Thursday, October 09, 2008

Fellow Travelers

I thought I'd post some more critter photos I've taken in the years since I bought my first digital camera. In all of my camping and backpacking and hiking I've encountered quite a number and variety of Erf's critters. Sometimes they behave and sit relatively still so that I can photograph them.

And sometimes they flee before I can get off a shot, or they move too much so that the photographs are ruined.
One animal that I most regret missing in my attempts to add it to my photo journals was a copperhead snake that I came very close to tramping upon. This was on one of the trails in Hanging Rock State Park here in North Carolina. I'd hiked a very long loop and was on my way back to my vehicle after a hot day of hiking the humid mountains there.
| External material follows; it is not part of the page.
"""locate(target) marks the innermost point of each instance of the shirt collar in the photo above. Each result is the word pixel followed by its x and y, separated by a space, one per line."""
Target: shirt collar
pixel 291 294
I'd just crossed a wooden foot bridge and happened to look down as I walked and realized that I was about to step on a copperhead lying in the trail.
The thing about this particular snake is that it's colors were extremely vibrant. I'm certain that it had just shed its skin and I was seeing its new countenance in all of its virgin glory. The snake, realizing that I had appeared, quickly sped off, before I could snap a decent photograph. It's one of my regrets as a haphazard photographer.

There have also been many, many birds that I wanted to shoot with the camera, but who did not wish to pause long enough to accommodate my wishes.

Once, when I was alone and had pulled
over on a grassy shoulder on the Blue Ridge Parkway, an enormous turkey came out of the forest and actually poked its head up high enough to look into the cab of my truck where I was sitting. I tell people about this, but no one believes me. He was the largest wild turkey I've ever seen. Of course, by the time I'd nabbed my camera, he'd fled into the woods on the opposites side of the Parkway.

Then there was the bear that I encountered on the Black Mountain Crest Trail one absolutely stunning November afternoon. But he was running away from me far too fast to get a decent shot, and he vanished into those black forests for which the mountains are named before I could even consider getting his picture. The really good critters are moving at a rapid clip, so it's very hard to prove to others that you ever saw them.

But sometimes you get lucky. I'll never forget the bear who grazed alongside the road in Beartown State Park in West Virginia. An actual wild bear outside of a National Park. He was wary of us, but not terribly afraid. As long as we didn't get too close to him, he was content to go about his life and allow us to watch him.